A treaty between the U.S. government and Yakama Nation reserved to the Yakama people a right to fish in their usual and accustomed places and hunt, gather, and pasture livestock on open and unclaimed land (p.4). The Washington court says, “This treaty, and others making similar promises made with other tribes in the area, paved the way for Washington State to exist” (id.).

But as the Washington court acknowledges, those promises were often broken and the Yakamas repeatedly had to enforce their treaty fishing and hunting rights in the courts (id.). Because Wallahee shot the deer on open and unclaimed land, his conviction “ignored a clear treaty right … consistent with a pattern of disregard for the rights of Native people” (p.5).

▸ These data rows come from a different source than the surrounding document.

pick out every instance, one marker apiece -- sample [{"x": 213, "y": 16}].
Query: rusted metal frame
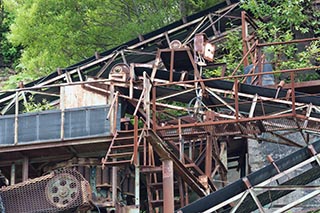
[
  {"x": 168, "y": 32},
  {"x": 209, "y": 152},
  {"x": 253, "y": 195},
  {"x": 285, "y": 141},
  {"x": 245, "y": 51},
  {"x": 221, "y": 16},
  {"x": 168, "y": 185},
  {"x": 181, "y": 142},
  {"x": 137, "y": 141},
  {"x": 114, "y": 185},
  {"x": 131, "y": 81},
  {"x": 293, "y": 96},
  {"x": 314, "y": 153},
  {"x": 290, "y": 110},
  {"x": 181, "y": 191},
  {"x": 154, "y": 109},
  {"x": 149, "y": 193},
  {"x": 297, "y": 202},
  {"x": 215, "y": 32},
  {"x": 105, "y": 159},
  {"x": 216, "y": 157},
  {"x": 16, "y": 116},
  {"x": 284, "y": 173},
  {"x": 236, "y": 98},
  {"x": 286, "y": 187},
  {"x": 146, "y": 99},
  {"x": 308, "y": 113},
  {"x": 205, "y": 123},
  {"x": 171, "y": 65},
  {"x": 300, "y": 130},
  {"x": 7, "y": 107},
  {"x": 13, "y": 174},
  {"x": 242, "y": 60},
  {"x": 288, "y": 42},
  {"x": 229, "y": 92},
  {"x": 164, "y": 153},
  {"x": 189, "y": 161},
  {"x": 104, "y": 68},
  {"x": 62, "y": 108},
  {"x": 224, "y": 102},
  {"x": 191, "y": 35},
  {"x": 79, "y": 74},
  {"x": 156, "y": 65},
  {"x": 114, "y": 101},
  {"x": 251, "y": 71},
  {"x": 196, "y": 71},
  {"x": 243, "y": 75},
  {"x": 175, "y": 94},
  {"x": 25, "y": 168},
  {"x": 140, "y": 100},
  {"x": 42, "y": 93},
  {"x": 235, "y": 208}
]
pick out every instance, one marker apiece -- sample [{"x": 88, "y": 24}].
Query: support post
[
  {"x": 168, "y": 193},
  {"x": 16, "y": 119},
  {"x": 114, "y": 185},
  {"x": 208, "y": 156},
  {"x": 137, "y": 183},
  {"x": 25, "y": 169},
  {"x": 62, "y": 108},
  {"x": 13, "y": 174}
]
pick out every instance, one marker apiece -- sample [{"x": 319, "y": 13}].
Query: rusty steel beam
[{"x": 168, "y": 193}]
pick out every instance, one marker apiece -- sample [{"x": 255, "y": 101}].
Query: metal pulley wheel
[{"x": 62, "y": 190}]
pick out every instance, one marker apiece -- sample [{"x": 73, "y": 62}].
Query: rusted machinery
[{"x": 58, "y": 191}]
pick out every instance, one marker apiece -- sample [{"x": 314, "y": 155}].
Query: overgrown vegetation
[
  {"x": 37, "y": 36},
  {"x": 60, "y": 33},
  {"x": 33, "y": 106},
  {"x": 278, "y": 21}
]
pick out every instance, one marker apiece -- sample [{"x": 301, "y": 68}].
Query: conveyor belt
[{"x": 258, "y": 177}]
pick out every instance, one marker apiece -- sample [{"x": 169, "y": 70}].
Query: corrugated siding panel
[
  {"x": 46, "y": 125},
  {"x": 7, "y": 130}
]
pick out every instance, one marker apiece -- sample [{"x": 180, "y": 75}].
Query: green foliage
[
  {"x": 32, "y": 106},
  {"x": 231, "y": 56},
  {"x": 8, "y": 53},
  {"x": 60, "y": 33},
  {"x": 283, "y": 21}
]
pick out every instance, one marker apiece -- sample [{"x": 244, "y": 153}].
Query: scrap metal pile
[{"x": 181, "y": 134}]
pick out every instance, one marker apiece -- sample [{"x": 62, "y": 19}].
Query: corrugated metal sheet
[{"x": 46, "y": 125}]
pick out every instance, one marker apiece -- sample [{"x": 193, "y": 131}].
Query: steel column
[{"x": 168, "y": 186}]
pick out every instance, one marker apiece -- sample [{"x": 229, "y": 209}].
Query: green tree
[
  {"x": 8, "y": 53},
  {"x": 59, "y": 33}
]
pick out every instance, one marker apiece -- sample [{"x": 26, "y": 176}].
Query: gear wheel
[{"x": 62, "y": 190}]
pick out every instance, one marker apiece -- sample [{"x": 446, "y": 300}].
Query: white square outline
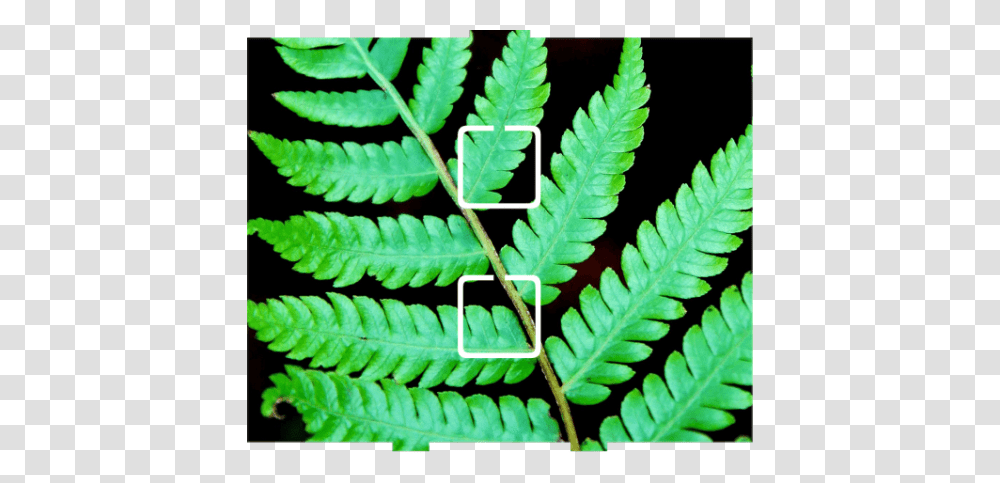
[
  {"x": 538, "y": 170},
  {"x": 500, "y": 355}
]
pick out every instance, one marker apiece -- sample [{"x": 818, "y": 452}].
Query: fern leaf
[
  {"x": 344, "y": 60},
  {"x": 338, "y": 408},
  {"x": 348, "y": 109},
  {"x": 588, "y": 178},
  {"x": 397, "y": 253},
  {"x": 336, "y": 63},
  {"x": 387, "y": 55},
  {"x": 718, "y": 355},
  {"x": 309, "y": 42},
  {"x": 386, "y": 338},
  {"x": 439, "y": 81},
  {"x": 514, "y": 97},
  {"x": 353, "y": 172},
  {"x": 669, "y": 263}
]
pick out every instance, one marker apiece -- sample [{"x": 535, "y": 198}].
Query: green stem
[{"x": 484, "y": 240}]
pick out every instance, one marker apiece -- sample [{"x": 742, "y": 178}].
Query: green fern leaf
[
  {"x": 345, "y": 60},
  {"x": 386, "y": 338},
  {"x": 338, "y": 408},
  {"x": 588, "y": 178},
  {"x": 353, "y": 172},
  {"x": 439, "y": 81},
  {"x": 310, "y": 42},
  {"x": 348, "y": 109},
  {"x": 397, "y": 253},
  {"x": 336, "y": 63},
  {"x": 514, "y": 97},
  {"x": 670, "y": 262},
  {"x": 718, "y": 355},
  {"x": 387, "y": 55}
]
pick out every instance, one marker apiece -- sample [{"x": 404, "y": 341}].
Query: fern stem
[{"x": 484, "y": 239}]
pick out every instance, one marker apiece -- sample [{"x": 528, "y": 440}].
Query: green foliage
[
  {"x": 353, "y": 172},
  {"x": 669, "y": 264},
  {"x": 338, "y": 408},
  {"x": 588, "y": 178},
  {"x": 345, "y": 60},
  {"x": 386, "y": 338},
  {"x": 718, "y": 356},
  {"x": 514, "y": 97},
  {"x": 373, "y": 349},
  {"x": 439, "y": 81},
  {"x": 397, "y": 253},
  {"x": 349, "y": 109}
]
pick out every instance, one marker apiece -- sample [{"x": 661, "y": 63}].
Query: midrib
[{"x": 506, "y": 116}]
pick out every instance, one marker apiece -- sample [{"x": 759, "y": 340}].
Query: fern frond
[
  {"x": 348, "y": 109},
  {"x": 335, "y": 63},
  {"x": 439, "y": 81},
  {"x": 338, "y": 408},
  {"x": 353, "y": 172},
  {"x": 718, "y": 355},
  {"x": 386, "y": 338},
  {"x": 514, "y": 97},
  {"x": 310, "y": 42},
  {"x": 344, "y": 60},
  {"x": 397, "y": 253},
  {"x": 588, "y": 178},
  {"x": 669, "y": 264}
]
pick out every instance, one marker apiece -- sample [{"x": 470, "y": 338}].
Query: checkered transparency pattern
[{"x": 123, "y": 258}]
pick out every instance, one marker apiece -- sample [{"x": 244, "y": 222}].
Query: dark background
[{"x": 700, "y": 99}]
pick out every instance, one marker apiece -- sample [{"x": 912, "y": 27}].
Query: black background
[{"x": 700, "y": 99}]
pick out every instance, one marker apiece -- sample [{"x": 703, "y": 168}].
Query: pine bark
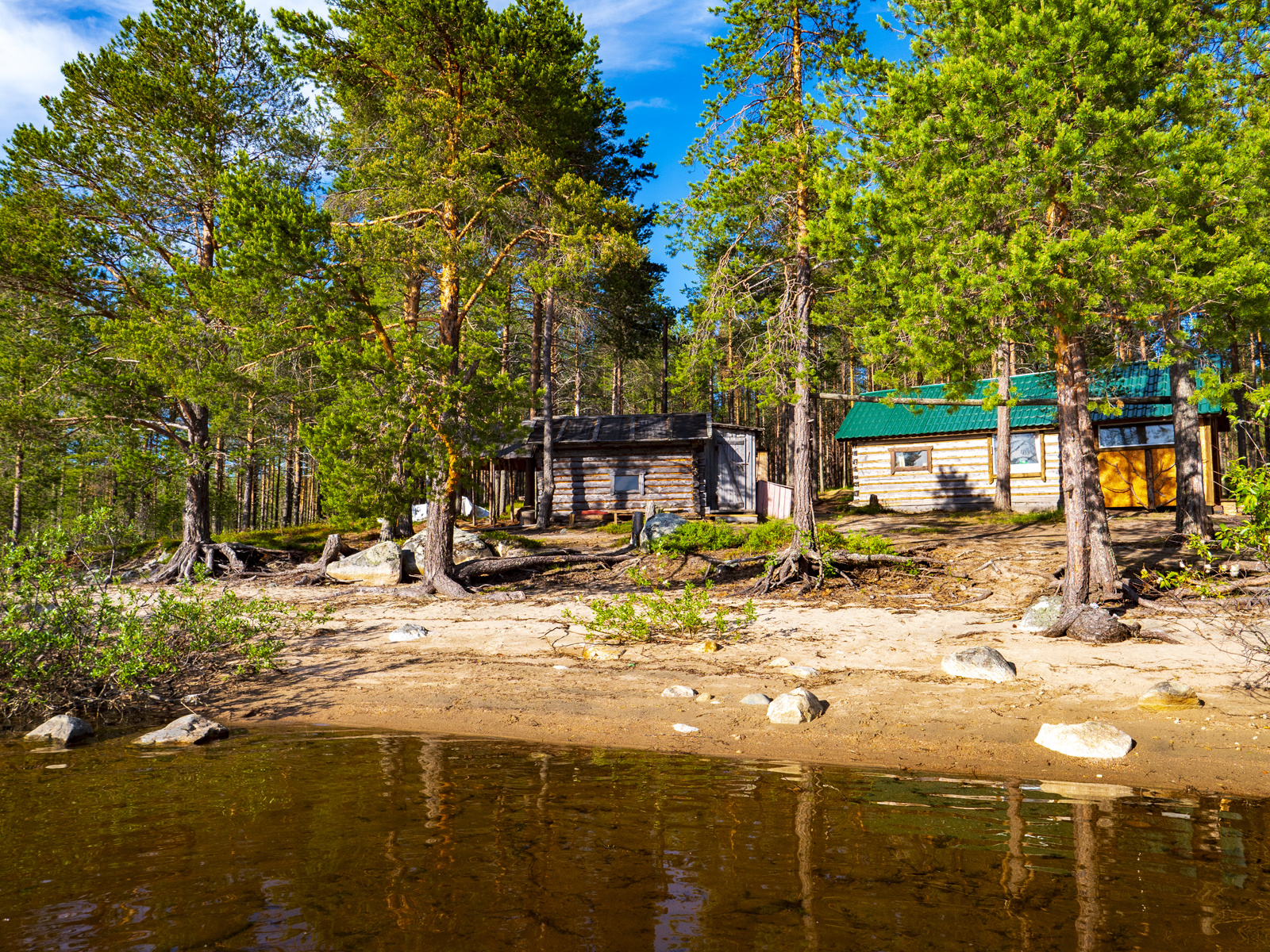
[
  {"x": 1191, "y": 513},
  {"x": 546, "y": 492},
  {"x": 1003, "y": 501}
]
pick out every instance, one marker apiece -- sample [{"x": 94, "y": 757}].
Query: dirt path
[{"x": 516, "y": 670}]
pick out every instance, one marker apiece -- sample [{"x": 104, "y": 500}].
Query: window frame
[
  {"x": 613, "y": 484},
  {"x": 929, "y": 451},
  {"x": 1038, "y": 441}
]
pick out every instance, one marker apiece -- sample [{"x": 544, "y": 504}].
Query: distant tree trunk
[
  {"x": 1003, "y": 503},
  {"x": 546, "y": 493},
  {"x": 1191, "y": 516},
  {"x": 19, "y": 457},
  {"x": 666, "y": 362},
  {"x": 537, "y": 355}
]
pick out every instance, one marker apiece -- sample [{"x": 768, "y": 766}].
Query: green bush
[
  {"x": 71, "y": 640},
  {"x": 698, "y": 537},
  {"x": 776, "y": 535},
  {"x": 643, "y": 616}
]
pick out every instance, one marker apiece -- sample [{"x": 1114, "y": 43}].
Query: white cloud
[
  {"x": 639, "y": 36},
  {"x": 654, "y": 103}
]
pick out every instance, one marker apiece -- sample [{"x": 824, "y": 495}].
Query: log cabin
[
  {"x": 679, "y": 463},
  {"x": 918, "y": 459}
]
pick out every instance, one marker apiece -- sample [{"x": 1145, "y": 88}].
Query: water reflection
[{"x": 329, "y": 841}]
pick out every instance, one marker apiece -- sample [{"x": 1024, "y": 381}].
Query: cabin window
[
  {"x": 1138, "y": 435},
  {"x": 628, "y": 484},
  {"x": 911, "y": 459},
  {"x": 1024, "y": 454}
]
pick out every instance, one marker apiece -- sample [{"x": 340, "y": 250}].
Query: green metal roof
[{"x": 878, "y": 420}]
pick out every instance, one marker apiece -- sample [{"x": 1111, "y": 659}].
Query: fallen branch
[{"x": 495, "y": 566}]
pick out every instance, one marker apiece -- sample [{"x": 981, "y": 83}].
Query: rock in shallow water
[
  {"x": 1168, "y": 696},
  {"x": 63, "y": 729},
  {"x": 794, "y": 708},
  {"x": 408, "y": 632},
  {"x": 1089, "y": 739},
  {"x": 983, "y": 663},
  {"x": 1041, "y": 613},
  {"x": 190, "y": 729}
]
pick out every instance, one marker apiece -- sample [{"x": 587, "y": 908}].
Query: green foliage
[
  {"x": 1250, "y": 488},
  {"x": 71, "y": 640},
  {"x": 704, "y": 536},
  {"x": 645, "y": 616}
]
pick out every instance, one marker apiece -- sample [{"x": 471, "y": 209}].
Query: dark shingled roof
[{"x": 635, "y": 428}]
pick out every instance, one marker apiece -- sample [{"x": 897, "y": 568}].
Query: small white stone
[
  {"x": 408, "y": 632},
  {"x": 1089, "y": 739},
  {"x": 679, "y": 691}
]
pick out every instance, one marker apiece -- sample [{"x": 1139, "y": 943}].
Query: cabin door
[{"x": 734, "y": 471}]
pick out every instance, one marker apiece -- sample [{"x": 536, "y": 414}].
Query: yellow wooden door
[{"x": 1123, "y": 474}]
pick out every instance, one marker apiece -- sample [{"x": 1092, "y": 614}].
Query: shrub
[
  {"x": 71, "y": 640},
  {"x": 698, "y": 537},
  {"x": 643, "y": 616}
]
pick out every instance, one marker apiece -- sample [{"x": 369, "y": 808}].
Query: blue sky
[{"x": 653, "y": 52}]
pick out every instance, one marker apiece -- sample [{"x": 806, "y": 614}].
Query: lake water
[{"x": 338, "y": 839}]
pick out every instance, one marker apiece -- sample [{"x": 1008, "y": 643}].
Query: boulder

Why would a court go along with this? The trial judge reasoned the treaty was abrogated at statehood, so the state had no obligation to honor it (p.6). Wallahee appealed but his conviction was upheld in 1927. In 2023 the Washington attorney general called that decision “wrongly decided” (id.). Today’s Washington Supreme Court agreed, saying that ruling came “from the belief that Native Americans lack basic human and equal rights and therefore treaties with them may be disregarded,” and saw “a duty to explicitly repudiate that belief and to disavow our opinions that reflected that belief” (p.12).

A dissenting opinion argues that while the conviction was wrongful, Wallahee’s estate lacks standing to contest it, and the court lacks authority to overturn it on its own. These are procedural issues that lawyers can debate. The majority opinion paints with a broad brush, talking about righting historic wrongs, and essentially daring the U.S. Supreme Court to purge from American law the “Doctrine of Discovery” that led to so much human misery in the world.